Temperatures should reach the 21 to 32 C across the Plains wheat belt on Thursday, cooling to the 50s and 60s in the central Plains and the 60s to 70s farther south on Friday and Saturday.
“Eighty-degree temperatures too often would be a bad thing without rain. But we are not expecting to see 80s except for a couple of days,” said Drew Lerner, a meteorologist with World Weather Inc.
Jeff Edwards, an Oklahoma State University extension specialist, wrote in a blog post this week that given the warm weather and prospects for crop development, Oklahoma producers may soon need to remove cattle from wheat pasture or risk losing yield potential.

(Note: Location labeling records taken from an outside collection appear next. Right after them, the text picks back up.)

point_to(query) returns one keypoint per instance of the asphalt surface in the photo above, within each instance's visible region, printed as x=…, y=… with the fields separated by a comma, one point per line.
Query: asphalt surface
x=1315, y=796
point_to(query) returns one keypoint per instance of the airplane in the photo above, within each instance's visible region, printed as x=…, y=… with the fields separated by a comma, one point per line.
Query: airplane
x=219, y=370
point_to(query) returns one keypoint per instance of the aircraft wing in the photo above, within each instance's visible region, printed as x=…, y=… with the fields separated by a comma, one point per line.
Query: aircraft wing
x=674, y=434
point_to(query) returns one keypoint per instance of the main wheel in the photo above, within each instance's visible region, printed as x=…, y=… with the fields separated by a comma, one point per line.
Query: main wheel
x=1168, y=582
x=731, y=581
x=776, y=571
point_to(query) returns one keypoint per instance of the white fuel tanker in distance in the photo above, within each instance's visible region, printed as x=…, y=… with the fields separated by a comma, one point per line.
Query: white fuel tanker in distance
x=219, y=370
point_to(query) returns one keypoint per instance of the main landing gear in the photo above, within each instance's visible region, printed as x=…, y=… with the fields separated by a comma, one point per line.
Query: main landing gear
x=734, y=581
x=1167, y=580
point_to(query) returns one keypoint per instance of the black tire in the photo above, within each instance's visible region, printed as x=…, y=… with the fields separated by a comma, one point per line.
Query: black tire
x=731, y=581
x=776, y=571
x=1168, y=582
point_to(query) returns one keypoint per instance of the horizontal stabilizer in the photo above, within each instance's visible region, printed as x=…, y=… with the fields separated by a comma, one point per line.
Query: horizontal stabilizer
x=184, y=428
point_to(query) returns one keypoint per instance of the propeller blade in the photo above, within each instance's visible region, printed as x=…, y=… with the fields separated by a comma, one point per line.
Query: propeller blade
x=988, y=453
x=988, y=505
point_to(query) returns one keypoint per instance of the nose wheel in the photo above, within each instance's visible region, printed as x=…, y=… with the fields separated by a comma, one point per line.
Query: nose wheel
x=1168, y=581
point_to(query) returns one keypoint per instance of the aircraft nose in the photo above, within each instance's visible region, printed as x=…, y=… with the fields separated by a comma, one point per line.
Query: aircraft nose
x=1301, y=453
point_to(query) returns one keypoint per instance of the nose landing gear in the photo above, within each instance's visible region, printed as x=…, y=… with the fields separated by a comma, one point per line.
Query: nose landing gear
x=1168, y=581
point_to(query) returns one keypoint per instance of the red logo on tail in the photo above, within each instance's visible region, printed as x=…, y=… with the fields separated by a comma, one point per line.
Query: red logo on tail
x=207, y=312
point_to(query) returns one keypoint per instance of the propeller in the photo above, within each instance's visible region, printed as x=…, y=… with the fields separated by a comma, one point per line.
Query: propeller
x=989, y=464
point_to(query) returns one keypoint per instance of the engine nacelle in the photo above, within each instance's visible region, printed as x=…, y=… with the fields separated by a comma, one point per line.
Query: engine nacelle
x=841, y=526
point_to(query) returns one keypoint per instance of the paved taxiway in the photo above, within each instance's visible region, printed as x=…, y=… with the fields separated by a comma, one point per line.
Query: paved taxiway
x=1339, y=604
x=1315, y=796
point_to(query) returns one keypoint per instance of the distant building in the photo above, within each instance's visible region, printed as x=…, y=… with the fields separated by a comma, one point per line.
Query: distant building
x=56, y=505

The southern Plains has been fairly dry for the last 30 to 45 days, a concern because wheat needs moisture as it resumes growth after winter dormancy. However, the region’s crops can tap ample subsoil moisture following a wet autumn, said David Streit, a meteorologist with the Commodity Weather Group.
“It will be hard for us to get dry enough, long enough to really have a negative impact on the crop,” Streit said, adding that showers are expected to increase in March.
A bigger worry might be the dry conditions building in the northern Plains and Canadian Prairies, where farmers will plant spring wheat later this year, the forecasters said.
“It is definitely dry-biased at the moment,” Lerner said, “and with El Nino expected to linger for several more weeks, the odds are fairly good that region will stay dry and warmer than normal.”